Their system of land cultivation would not be farming, as we understand it. It would be gardening, of the closest and most intensive kind. Such a system of land cultivation in the Colorado River Valley, under their system of development, would produce as much per acre as hothouse culture under glass in a cold climate. Everything that can be raised in Japan they would produce. Everything that can be raised in Egypt or Arabia, or anywhere on the shores of the Mediterranean, they would produce.
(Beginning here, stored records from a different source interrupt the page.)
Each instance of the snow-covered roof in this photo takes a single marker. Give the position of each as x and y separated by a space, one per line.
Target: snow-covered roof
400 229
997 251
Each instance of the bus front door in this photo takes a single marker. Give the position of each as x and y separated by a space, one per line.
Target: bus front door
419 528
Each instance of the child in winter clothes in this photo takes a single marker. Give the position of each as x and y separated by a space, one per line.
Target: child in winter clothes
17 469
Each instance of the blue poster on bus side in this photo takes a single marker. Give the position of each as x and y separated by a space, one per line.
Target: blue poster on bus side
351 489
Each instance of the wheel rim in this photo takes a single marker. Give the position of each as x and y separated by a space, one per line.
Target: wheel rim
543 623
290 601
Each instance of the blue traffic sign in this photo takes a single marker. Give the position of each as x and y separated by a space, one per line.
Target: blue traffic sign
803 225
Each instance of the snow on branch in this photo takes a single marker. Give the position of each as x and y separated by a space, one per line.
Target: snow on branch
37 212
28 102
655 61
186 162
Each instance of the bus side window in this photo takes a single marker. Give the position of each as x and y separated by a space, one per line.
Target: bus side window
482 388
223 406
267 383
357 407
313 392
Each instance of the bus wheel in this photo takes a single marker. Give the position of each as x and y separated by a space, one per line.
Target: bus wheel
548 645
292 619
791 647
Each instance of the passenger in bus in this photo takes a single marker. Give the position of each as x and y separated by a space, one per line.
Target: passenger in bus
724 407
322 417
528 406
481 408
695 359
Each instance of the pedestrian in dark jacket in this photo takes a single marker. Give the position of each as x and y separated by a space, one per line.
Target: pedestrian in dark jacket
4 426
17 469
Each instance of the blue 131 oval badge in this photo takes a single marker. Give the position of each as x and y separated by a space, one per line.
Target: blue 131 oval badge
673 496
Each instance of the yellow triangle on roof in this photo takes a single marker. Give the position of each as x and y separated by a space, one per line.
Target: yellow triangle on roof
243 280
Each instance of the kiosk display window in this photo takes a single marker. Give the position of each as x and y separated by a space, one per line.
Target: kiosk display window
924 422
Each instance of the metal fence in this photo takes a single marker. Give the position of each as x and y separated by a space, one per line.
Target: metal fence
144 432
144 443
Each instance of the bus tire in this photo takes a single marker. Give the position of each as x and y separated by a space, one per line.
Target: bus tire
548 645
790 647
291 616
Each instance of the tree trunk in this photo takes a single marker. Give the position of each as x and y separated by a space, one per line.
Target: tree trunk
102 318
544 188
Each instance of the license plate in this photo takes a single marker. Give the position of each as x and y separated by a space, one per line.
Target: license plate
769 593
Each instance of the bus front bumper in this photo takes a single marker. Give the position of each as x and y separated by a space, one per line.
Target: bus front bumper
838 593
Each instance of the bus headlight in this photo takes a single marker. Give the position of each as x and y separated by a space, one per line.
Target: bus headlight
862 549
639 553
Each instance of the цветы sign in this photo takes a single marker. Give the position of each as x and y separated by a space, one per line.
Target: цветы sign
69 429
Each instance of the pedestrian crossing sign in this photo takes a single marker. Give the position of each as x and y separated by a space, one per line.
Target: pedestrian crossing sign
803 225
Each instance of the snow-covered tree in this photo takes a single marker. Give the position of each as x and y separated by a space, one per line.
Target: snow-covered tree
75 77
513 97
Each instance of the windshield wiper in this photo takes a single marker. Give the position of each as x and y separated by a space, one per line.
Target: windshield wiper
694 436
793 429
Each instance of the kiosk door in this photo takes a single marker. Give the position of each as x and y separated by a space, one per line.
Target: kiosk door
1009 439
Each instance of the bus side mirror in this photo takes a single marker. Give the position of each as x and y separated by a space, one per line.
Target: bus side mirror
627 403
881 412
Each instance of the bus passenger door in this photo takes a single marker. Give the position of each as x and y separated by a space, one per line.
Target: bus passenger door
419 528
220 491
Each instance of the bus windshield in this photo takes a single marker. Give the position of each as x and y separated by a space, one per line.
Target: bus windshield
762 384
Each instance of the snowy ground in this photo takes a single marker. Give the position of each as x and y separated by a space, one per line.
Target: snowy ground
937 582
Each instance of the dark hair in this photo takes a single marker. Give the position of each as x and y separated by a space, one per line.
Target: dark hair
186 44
They would make of the Colorado River Valley the greatest date-producing country of the world. Oranges, lemons, grape-fruit, and every known tropical and semi-tropical fruit of commerce would be raised by them in this American Valley of the Nile. They would establish a system of land tillage by their intensive methods which would support in comfort and plenty a family on every acre. They would eventually, in California, Arizona, Utah, Nevada, and on the Colorado River Delta in Mexico, put 12,500,000 acres under such cultivation and settle it with as dense a population as they now have in Japan, where they sustain 30,000,000 rural people on 12,500,000 acres.